DELIZIE D’ALTA QUOTA
Sono quelle prodotte grazie alla tradizionale transumanza verso gli alpeggi. Origine di un latte crudo d’eccellenza e di mille suoi derivati
In Trentino l’alpeggio è rituale antico e sacro. A risalire dal fondovalle in quota, in cerca dei pascoli più soleggiati e dell’erba migliore, si era cominciato già nel Medioevo, quando le vacche venivano trasferite in montagna a giugno, per poi tornare a valle a fine settembre. Ma non è molto diverso ciò che accade adesso, se non nei numeri: 350 malghe diffuse un po’ in tutto il territorio, ma particolarmente concentrate nelle zone montane più estese – Lagorai, Adamello-Brenta, alta Val di Sole e Monte Baldo –, per una superficie a pascolo di circa 35.000 ettari e 8.500 animali. Vale a dire, la base della produzione casearia tradizionale che oggi come allora è un’eccellenza della regione. Ma le malghe non sono importanti solo per i prodotti tipici, visto che sono un patrimonio collettivo (la maggior parte è pubblica) e quindi degli avamposti a tutela della salute e della preservazione del territorio.

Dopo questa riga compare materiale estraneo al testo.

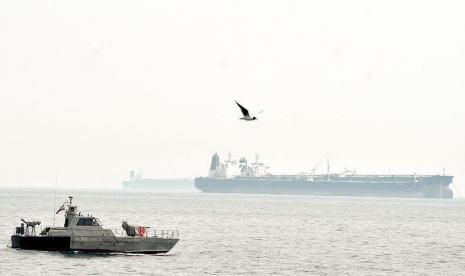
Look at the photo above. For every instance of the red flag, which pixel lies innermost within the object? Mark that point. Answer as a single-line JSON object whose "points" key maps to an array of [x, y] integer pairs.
{"points": [[141, 231], [60, 209]]}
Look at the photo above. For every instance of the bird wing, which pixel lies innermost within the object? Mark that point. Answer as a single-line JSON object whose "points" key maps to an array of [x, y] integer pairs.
{"points": [[244, 110]]}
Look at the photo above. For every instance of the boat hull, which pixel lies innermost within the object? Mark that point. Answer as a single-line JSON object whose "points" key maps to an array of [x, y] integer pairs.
{"points": [[94, 244], [437, 189]]}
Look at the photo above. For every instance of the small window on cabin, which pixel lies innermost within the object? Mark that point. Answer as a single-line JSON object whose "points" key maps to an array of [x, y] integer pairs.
{"points": [[85, 222]]}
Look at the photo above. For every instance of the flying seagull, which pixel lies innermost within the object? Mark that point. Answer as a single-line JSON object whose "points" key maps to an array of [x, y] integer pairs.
{"points": [[246, 114]]}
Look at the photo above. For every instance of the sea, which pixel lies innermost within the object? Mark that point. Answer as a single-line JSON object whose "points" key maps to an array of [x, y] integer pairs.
{"points": [[239, 234]]}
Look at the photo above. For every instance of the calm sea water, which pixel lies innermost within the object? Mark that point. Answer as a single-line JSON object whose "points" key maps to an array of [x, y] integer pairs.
{"points": [[226, 234]]}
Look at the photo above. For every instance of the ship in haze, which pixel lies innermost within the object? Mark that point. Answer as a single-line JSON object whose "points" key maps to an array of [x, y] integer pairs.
{"points": [[240, 176], [137, 181]]}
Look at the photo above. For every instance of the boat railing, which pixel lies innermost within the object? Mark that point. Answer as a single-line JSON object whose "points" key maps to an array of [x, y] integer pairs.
{"points": [[150, 233]]}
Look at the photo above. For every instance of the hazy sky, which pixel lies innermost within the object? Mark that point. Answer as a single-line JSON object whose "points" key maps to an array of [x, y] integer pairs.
{"points": [[91, 89]]}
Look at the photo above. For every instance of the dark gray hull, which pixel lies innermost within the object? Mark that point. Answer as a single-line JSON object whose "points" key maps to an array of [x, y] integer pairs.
{"points": [[426, 187], [94, 244]]}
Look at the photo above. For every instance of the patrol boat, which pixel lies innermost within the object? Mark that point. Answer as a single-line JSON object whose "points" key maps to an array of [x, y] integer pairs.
{"points": [[86, 234]]}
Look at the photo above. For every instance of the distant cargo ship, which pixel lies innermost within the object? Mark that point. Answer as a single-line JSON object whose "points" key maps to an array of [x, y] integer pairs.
{"points": [[136, 181], [238, 176]]}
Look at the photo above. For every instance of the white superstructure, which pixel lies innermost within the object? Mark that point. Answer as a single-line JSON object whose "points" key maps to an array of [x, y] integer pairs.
{"points": [[231, 168]]}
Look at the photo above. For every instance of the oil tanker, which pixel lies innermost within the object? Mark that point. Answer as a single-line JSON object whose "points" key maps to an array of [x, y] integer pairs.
{"points": [[240, 176]]}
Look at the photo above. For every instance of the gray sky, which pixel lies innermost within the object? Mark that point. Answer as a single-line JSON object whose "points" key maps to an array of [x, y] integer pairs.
{"points": [[91, 89]]}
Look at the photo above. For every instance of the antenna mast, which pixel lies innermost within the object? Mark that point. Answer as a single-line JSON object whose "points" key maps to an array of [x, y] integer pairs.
{"points": [[55, 202]]}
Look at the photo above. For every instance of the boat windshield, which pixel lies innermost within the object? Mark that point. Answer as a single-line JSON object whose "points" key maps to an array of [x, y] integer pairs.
{"points": [[88, 222]]}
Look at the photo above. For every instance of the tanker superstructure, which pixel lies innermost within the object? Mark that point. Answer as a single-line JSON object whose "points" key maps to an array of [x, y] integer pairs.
{"points": [[238, 176]]}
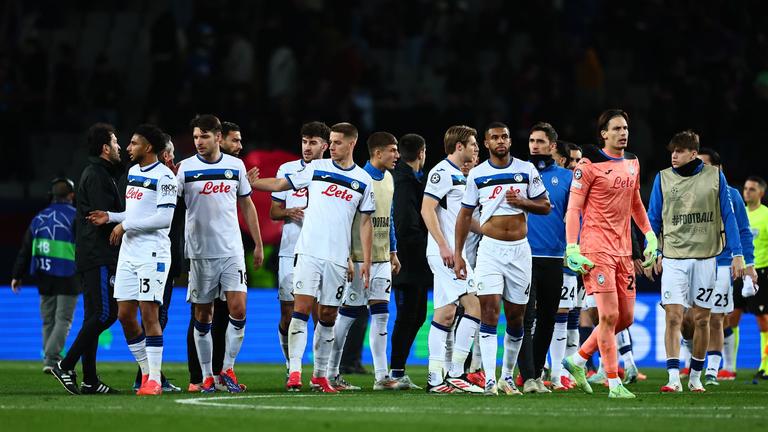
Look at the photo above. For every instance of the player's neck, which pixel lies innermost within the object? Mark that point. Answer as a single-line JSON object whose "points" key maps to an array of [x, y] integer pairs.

Venendo ai formaggi di malga più noti, di antica nobiltà e fama è il Vezzena (presidio Slow Food): prodotto sugli altipiani di Folgaria, Lavarone e Luserna, era tra i prediletti dell’imperatore Francesco Giuseppe, che tra quelle montagne amava trascorrere la villeggiatura. Fino alla Prima guerra mondiale era l’unico formaggio trentino utilizzato come condimento su zuppe e canederli grazie alla sua versatilità: saporito e leggermente piccante, la stagionatura dura fino a 24 mesi e si può consumare sia a tavola sia grattugiato. Altro rinomato presidio Slow Food è il Casolét della Val di Sole, che un tempo si produceva in autunno quando le mandrie erano già scese dagli alpeggi e le mungiture erano meno generose. Formaggio «di casa» per eccellenza, accompagnava i pasti invernali. Ora, grazie alla sua pasta molle e cruda, al sapore dolce e delicato, è la base ideale per torte salate e frittate. Dalle valli di Fiemme e Fassa, infine, arriva lo Spretz Tzaorì, ovvero, nella libera traduzione dal ladino negli anni ’70 (quando si passò dall’autoproduzione alla commercializzazione su più larga scala), il Puzzone di Moena, sempre sotto tutela di Carlo Petrini & Co. L’odore caratteristico – da cui il nome – è dovuto allo speciale trattamento delle «forte» durante la stagionatura, con fermentazioni che danno origine ad aromi e sapori particolarissimi. È il compagno ideale di un tagliere di speck, della polenta morbida o il condimento perfetto per gli gnocchi di patate.